There are two different ways we recommend that you use R. First, is using a preset R environment that comes with the anaconda module, second would be to create your own R conda environment. This first way works best if you don’t need to install any additional packages than what we already have.

To use our R conda environment, log in and load an anaconda module. Then you can activate the R environment with source activate. You can see what packages are installed with the conda list command. Any packages that start with r- are R libraries.

module load anaconda/2020a
source activate R
conda list

Then you can use R as you did before.

If you need to install additional packages, it’s best to do it in a new conda environment.
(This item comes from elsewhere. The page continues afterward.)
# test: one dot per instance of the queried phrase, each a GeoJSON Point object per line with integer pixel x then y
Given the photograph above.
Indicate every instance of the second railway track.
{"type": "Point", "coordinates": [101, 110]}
First thing to know is that many R packages are available through conda, and some are not. What you want to do is include as many R libraries that you’ll need as you can when you create your conda environment- this helps avoid version conflicts. Conda r libraries are all prefixed with r-, so for example if you need rjava, you’d search for r-rjava. You can check if conda has a library with the command: conda search r-LIBNAME, where LIBNAME is the name of the library you’re looking for. You’ll see a lot of versions, but as long as you see something you should be good to add it.

Once you have a list of all the libraries available through conda, create your conda environment (I’m calling the environment myR, feel free to change that):

conda create -n myR -c conda-forge r-essentials r-LIB1 r-LIB2…

Where LIB1, LIB2, etc are the additional R libraries you’d like to include. Sometimes this step takes a while. It’ll tell you which new packages are going to be installed, and then you can confirm by typing y.

If you have any other libraries that weren’t available through conda, install them now. First activate your new environment and then start R:

source activate myR
R

Then you can install your remaining libraries. You can do some test loads here as well, to make sure the libraries installed properly.

install.packages(“PKGNAME”)
library(PKGNAME)

In Jupyter, you should see your environment show up as a kernel. For a batch job, you’ll have to activate the environment either in your submission script or before you submit the job.